AI coding agents can tend to isolate research, running experiments and generating ideas that are then forgotten when context windows reset. This can waste tokens, as models then repeat the same mistakes and hit the same dead ends.
But new research argues that it’s not the model itself, but the overarching ‘tree,’ that needs tweaking. To that end, data scientists from the Gaoling School of Artificial Intelligence, Renmin University of China, and Microsoft Research have introduced Arbor, a “persistent hypothesis tree” that helps agents remember and refine learnings over long research sessions.
A long-lived coordinator manages research strategy across the tree, while short-lived executors spin up isolated worktrees to test different hypotheses. As results come back, the tree updates, narrowing and refining throughout experimentation.
In practical tests, this technique delivered more than two-fold performance gains over standard AI coding agents across real-world engineering tasks, for the same budget.
This is because, said Mahmoud Ramin, a research director at Info-Tech Research Group, “Arbor accumulates information over time and allows agents to build upon prior discoveries just as humans do, through learning, adaptation, and eventually building upon what they have learned in the past.”
Arbor’s builders argued that longer execution on its own does not guarantee research progress. The challenge is maintaining a state that turns many individual attempts into “cumulative hypothesis refinement.”
Further, progress should not depend on human overseers regularly stepping in to dictate logical next steps or interpret the meaning of previous trials, they noted. To be truly autonomous, agentic research frameworks must maintain connections between experiments, data, results, and failures over time.
Arbor is built to fulfill three system requirements. First, it must be able to branch as sub-trees test out competing hypotheses that are all potentially plausible. At the same time, unrestricted branching can degenerate the whole framework, so that must be controlled to remain organized. The researchers call this “branching with coherence.”
Second, the infrastructure must separate local execution from overarching strategy. Testing out single hypotheses requires short-horizon tasks like editing, debugging, and evaluation. But these should not “obscure” the larger tree making decisions based on evidence gathered across the whole run.
Finally, the systems must be able to distinguish exploratory improvement from verified improvement. This prevents AI from overfitting during trial-and-error instead of iteratively learning from underlying patterns.
Persistence is at the core; the tree links hypotheses and ideas, the code or configuration artifacts used to test them, experimental evidence (results, metrics), and distilled insights (such as “this data filter helped, but this learning rate scheduler didn’t”).
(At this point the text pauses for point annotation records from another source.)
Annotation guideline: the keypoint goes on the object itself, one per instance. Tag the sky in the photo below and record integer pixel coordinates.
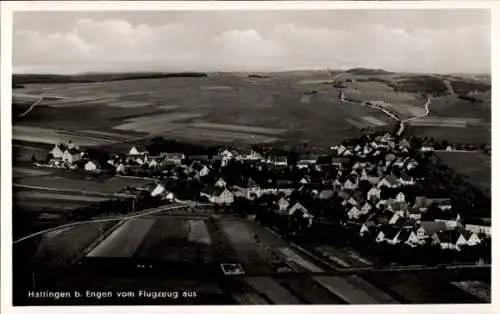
(431, 41)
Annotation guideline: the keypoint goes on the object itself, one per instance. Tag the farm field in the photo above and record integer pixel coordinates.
(227, 107)
(353, 290)
(62, 246)
(424, 289)
(158, 239)
(476, 166)
(110, 185)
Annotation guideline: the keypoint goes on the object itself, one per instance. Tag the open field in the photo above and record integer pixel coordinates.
(63, 246)
(476, 166)
(273, 290)
(158, 239)
(424, 289)
(110, 185)
(136, 108)
(479, 134)
(353, 290)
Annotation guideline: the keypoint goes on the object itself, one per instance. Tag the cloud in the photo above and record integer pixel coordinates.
(118, 45)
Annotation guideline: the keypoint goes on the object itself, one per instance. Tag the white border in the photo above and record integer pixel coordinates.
(6, 162)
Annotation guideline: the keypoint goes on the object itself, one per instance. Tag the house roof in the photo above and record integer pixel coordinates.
(431, 227)
(73, 151)
(449, 236)
(391, 179)
(212, 190)
(171, 155)
(390, 232)
(326, 194)
(61, 146)
(399, 206)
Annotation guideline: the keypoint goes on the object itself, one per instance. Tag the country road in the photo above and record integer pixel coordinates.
(121, 217)
(393, 116)
(35, 103)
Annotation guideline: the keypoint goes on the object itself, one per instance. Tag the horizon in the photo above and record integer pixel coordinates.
(414, 41)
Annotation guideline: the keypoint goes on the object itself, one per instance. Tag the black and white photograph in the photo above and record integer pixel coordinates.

Once a project kicks off, shorter-execution work trees run code, log their work, and collect metrics. The long-lived coordinator above them serves as the de-facto head of research, keeping an eye on the process, updating nodes, selecting “promising leaves,” pruning or merging branches, propagating reusable lessons, and deciding which hypotheses to pursue next.
“The tree therefore acts as the operational research state of the system,” Arbor’s builders wrote. “It is simultaneously the search frontier, the memory of past attempts, and the audit trail for verified artifact improvement.”
To test how well this process works, the researchers evaluated Arbor in an autonomous optimization (AO) setting: the agent was given an initial research artifact (a data pipeline, harness, or training script) and was tasked with improving its “held-out performance” through iterative experimentation, without human steering. Held-out performance is a machine learning (ML) metric that evaluates how well models are able to generalize on data they haven’t seen before.
The tree-based architecture was tested on several real research tasks across model training (its ability to improve training recipes and hyperparameters), harness engineering (how well it can upgrade evaluation or training harnesses), and data synthesis (its capacity to generate better data for training or evals).
Ultimately, Arbor outperformed the average held-out gains of Codex and Claude Code by 2.5x, for the same resource budget.
The takeaway, said the researchers: Keeping a structured, evolving hypothesis tree yields greater performance improvements than running the same models as ‘memoryless’ coding agents.
Arbor’s most innovative feature is its ability to maintain the agent’s memory and retain relevant data from prior attempts and hypotheses, Info-Tech’s Ramin pointed out, and, he said, “the next step for autonomous agents may be accumulating evidence over time.”
However, this does raise concerns about the auditability of robust research environments at a large scale, he noted. “As autonomous agents become more capable of performing work without human operators overseeing them, enterprises will need transparency into how and/or why an agent took a specific action or reached a certain conclusion.”